Ben nodded. “Ma turned them over to Bonnie after Gram had her stroke about four years back. Who knows how much the two of them have been stealing from us since then.”
“Your accountant never noticed anything in all this time?” Kathy asked.
“Bonnie’s brother is Bull’s Hollow’s regular accountant,” Logan explained. “He’s the one who arranged all the audits before this. I’ve recommended Ben hire a new firm as well as search for an independent auditor. Unfortunately the ones we decided upon won’t be able to start for a few weeks.”

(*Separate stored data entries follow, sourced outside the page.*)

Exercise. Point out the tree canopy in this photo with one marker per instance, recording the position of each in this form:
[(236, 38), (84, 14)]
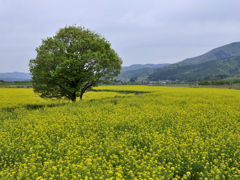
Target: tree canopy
[(71, 62)]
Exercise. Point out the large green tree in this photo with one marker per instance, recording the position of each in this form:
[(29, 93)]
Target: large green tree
[(71, 62)]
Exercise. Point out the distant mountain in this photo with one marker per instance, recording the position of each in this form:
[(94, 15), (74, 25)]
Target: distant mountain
[(223, 52), (228, 67), (15, 76), (142, 66)]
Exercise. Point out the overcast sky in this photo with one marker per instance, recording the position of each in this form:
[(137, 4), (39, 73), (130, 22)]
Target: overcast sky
[(140, 31)]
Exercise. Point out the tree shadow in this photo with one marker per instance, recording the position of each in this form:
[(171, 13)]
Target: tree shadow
[(39, 106)]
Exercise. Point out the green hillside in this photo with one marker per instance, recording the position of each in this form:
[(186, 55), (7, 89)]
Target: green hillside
[(225, 67), (222, 52)]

“If they find anything, I’d be interested in getting a copy of their report. It might be useful as leverage if this Panola plans on holding the title hostage.”
“Whatever we can do to make the process as painless and speedy as possible. The banks holding Bull’s Hollow’s loans are nervous since the entire ranch was used as collateral so we’d prefer the claim be settled quickly.”
Kathy snorted. “Bankers. They insist you get title insurance and then when there’s a problem they panic.” She glanced up at Ben. “Have them call me. I’ll set ’em straight.”
“While the banks understand title insurance,” Logan pulled the conversation back to him, “my client’s other creditors aren’t well-informed, hence the need for speed.”
“Of course. But I will warn you, if this Panola fellow is doing this because of a grudge, he’ll know the creditors will be anxious and will try to drag this claim on as long as possible. The best thing your client could do might be to make nice with him and see if they can come to some accord.”
“You mean pay him off,” Ben snapped. “I refuse to pay Panola for my own land any more than I would hire back that lying sack of shit, even if he came crawling on his knees.”